I am looking at, for example, Google’s speech to text service, and it can cope with the following codecs, some of which can be used directly from Asterisk, yes? So there is no need to transcode? As Google returns “live” word results, I could set an API to “watch” for a trigger word, and then use the AGI to trigger something in Asterisk.

Well, that is how I am assuming it can/should be done!

Also, there is JackAudio. And I’m thinking to myself that surely something could be done here, but then also, surely one of the people far more skilled than me would have already done this?

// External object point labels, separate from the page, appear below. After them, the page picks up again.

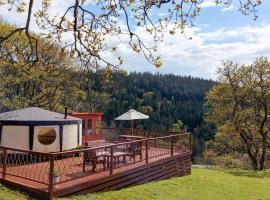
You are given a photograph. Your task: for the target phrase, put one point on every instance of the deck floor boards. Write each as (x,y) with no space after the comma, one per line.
(77,184)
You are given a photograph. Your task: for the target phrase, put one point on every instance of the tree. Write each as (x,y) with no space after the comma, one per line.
(46,83)
(91,26)
(242,102)
(178,126)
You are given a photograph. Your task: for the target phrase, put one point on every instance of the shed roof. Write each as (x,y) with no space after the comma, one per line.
(35,114)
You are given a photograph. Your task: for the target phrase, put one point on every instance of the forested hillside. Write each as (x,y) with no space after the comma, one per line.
(166,98)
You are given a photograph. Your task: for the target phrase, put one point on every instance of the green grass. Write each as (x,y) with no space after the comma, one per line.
(203,184)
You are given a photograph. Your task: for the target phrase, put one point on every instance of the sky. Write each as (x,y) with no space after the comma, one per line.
(220,34)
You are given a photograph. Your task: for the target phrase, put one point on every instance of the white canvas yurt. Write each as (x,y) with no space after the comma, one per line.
(40,130)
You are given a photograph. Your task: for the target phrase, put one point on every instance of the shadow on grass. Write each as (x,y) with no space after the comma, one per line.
(252,174)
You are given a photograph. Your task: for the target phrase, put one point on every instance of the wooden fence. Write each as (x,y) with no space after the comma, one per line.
(51,169)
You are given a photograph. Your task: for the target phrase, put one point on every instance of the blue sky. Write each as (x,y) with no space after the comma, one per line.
(220,34)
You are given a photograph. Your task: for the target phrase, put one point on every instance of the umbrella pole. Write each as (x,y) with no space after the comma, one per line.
(131,127)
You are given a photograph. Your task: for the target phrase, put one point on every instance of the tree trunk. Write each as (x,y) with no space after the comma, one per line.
(262,159)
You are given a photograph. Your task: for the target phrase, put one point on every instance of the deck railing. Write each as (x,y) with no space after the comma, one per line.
(112,133)
(54,168)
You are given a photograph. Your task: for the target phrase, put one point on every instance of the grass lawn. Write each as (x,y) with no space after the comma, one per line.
(203,184)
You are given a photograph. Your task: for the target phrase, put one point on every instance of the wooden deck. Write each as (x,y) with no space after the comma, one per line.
(158,168)
(156,163)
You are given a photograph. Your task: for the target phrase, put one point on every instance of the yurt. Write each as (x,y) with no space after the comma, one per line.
(40,130)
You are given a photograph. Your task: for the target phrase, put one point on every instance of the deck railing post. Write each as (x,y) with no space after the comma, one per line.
(172,145)
(111,161)
(51,176)
(190,143)
(4,162)
(146,150)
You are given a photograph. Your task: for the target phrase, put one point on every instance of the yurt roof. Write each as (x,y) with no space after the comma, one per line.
(35,114)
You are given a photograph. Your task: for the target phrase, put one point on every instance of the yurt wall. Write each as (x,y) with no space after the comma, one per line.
(15,136)
(46,143)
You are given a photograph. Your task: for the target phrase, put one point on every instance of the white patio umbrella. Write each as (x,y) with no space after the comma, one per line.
(132,115)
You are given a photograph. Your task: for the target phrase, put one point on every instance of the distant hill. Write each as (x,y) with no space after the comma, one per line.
(166,98)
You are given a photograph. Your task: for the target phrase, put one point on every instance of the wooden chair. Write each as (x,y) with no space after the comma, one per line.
(135,149)
(90,156)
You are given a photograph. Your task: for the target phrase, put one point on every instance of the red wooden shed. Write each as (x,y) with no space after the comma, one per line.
(91,125)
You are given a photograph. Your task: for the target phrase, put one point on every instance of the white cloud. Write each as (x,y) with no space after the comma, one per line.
(208,3)
(229,8)
(203,54)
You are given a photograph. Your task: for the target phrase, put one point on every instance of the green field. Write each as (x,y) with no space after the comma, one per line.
(203,184)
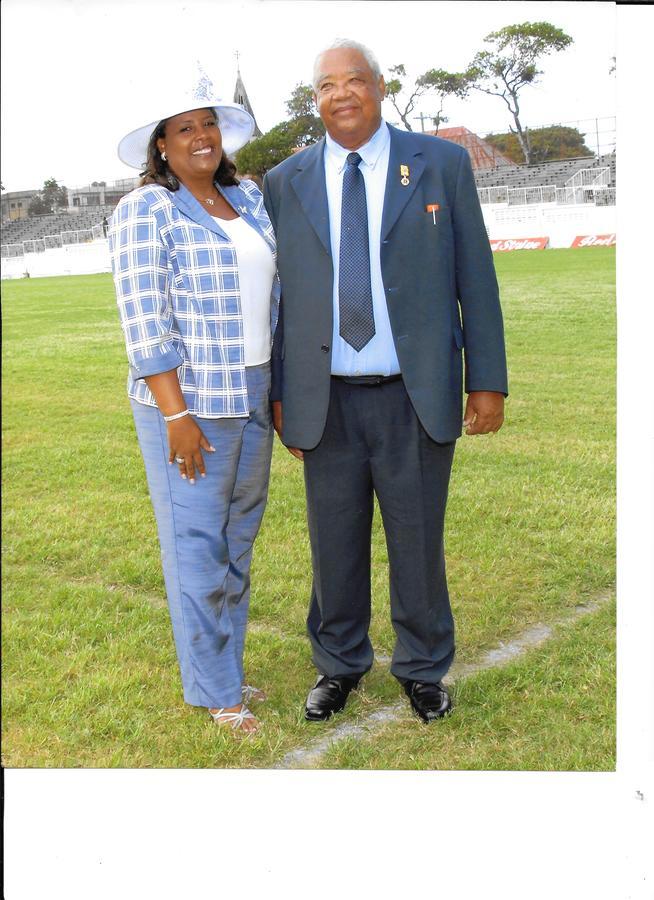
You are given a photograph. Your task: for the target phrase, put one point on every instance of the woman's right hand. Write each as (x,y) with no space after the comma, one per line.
(186,442)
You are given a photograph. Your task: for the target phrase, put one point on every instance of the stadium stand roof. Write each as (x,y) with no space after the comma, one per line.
(482,154)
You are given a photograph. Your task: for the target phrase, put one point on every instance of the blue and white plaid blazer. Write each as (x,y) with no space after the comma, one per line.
(176,277)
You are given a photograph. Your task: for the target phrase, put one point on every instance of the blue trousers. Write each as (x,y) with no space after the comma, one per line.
(206,532)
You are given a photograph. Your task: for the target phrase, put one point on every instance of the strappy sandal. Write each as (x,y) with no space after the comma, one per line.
(233,719)
(250,693)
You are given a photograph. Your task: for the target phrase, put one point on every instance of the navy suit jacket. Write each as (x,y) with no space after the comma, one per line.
(440,285)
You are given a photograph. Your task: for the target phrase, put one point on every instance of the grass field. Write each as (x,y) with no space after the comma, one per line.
(90,675)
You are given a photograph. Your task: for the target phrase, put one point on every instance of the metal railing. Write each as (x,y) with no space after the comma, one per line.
(53,242)
(585,186)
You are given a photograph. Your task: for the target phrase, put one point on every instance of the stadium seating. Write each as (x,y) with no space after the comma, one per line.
(556,172)
(39,226)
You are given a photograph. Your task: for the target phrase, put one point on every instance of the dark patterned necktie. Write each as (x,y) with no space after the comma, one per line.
(357,323)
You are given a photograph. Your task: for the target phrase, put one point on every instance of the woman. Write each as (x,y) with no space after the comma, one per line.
(193,257)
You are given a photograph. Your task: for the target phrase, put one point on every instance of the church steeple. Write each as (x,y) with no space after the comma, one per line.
(241,96)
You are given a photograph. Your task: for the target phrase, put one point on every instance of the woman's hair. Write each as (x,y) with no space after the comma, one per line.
(157,170)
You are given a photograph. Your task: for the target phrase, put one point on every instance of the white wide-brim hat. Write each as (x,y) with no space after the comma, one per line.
(235,123)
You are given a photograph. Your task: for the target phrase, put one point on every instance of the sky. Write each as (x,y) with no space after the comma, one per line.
(92,70)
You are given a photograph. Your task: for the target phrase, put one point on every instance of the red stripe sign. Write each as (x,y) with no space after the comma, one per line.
(519,244)
(594,240)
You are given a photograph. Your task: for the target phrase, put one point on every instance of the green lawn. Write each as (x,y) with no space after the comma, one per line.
(90,675)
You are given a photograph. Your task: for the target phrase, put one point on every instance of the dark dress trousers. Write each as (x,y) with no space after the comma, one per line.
(395,440)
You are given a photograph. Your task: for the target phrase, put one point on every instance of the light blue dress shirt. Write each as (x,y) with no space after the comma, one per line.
(378,357)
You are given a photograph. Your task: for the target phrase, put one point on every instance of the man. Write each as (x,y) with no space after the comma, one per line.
(381,249)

So, have they either missed a trick here, or is there something in a recent version of Asterisk

LINEAR16 Uncompressed 16-bit signed little-endian samples (Linear PCM).
FLAC FLAC (Free Lossless Audio Codec) is the recommended encoding because it is lossless–therefore recognition is not compromised–and requires only about half the bandwidth of LINEAR16. FLAC stream encoding supports 16-bit and 24-bit samples, however, not all fields in STREAMINFO are supported.
MULAW 8-bit samples that compand 14-bit audio samples using G.711 PCMU/mu-law.
AMR Adaptive Multi-Rate Narrowband codec. sample_rate_hertz must be 8000.
AMR_WB Adaptive Multi-Rate Wideband codec. sample_rate_hertz must be 16000.
OGG_OPUS Opus encoded audio frames in Ogg container (OggOpus). sample_rate_hertz must be 16000.
SPEEX_WITH_HEADER_BYTE Although the use of lossy encodings is not recommended, if a very low bitrate encoding is required, OGG_OPUS is highly preferred over Speex encoding. The Speex encoding supported by Cloud Speech API has a header byte in each block, as in MIME type audio/x-speex-with-header-byte. It is a variant of the RTP Speex encoding defined in RFC 5574. The stream is a sequence of blocks, one block per RTP packet. Each block starts with a byte containing the length of the block, in bytes, followed by one or more frames of Speex data, padded to an integral number of bytes (octets) as specified in RFC 5574. In other words, each RTP header is replaced with a single byte containing the block length. Only Speex wideband is supported. sample_rate_hertz must be 16000.

Example services…
https://cloud.google.com/speech/reference/rpc/google.cloud.speech.v1#google.cloud.speech.v1.RecognitionConfig
https://pypi.python.org/pypi/SpeechRecognition/3.7.1
https://wit.ai/faq
https://wiki.asterisk.org/wiki/display/AST/Asterisk+15+Application_JACK

(Mod - please move if this is the wrong subforum)


#2

The tools you are referring to don’t use the actual Asterisk speech recognition API. The speech recognition API provides a stream of media as received to the engine in a format it asks for, and then expects the engine to provide feedback (such as end of speech detected, start of speech detected, results). I expect noone has really looked into doing such a thing and just used what was at hand to interface, as it is easier.


#3

Sure - I understand the Speech Rec API would not be of use in my case, but I think what I was asking (badly!) was… is there a way to use something like Jack to pass audio to and from, say, the Google Speech API?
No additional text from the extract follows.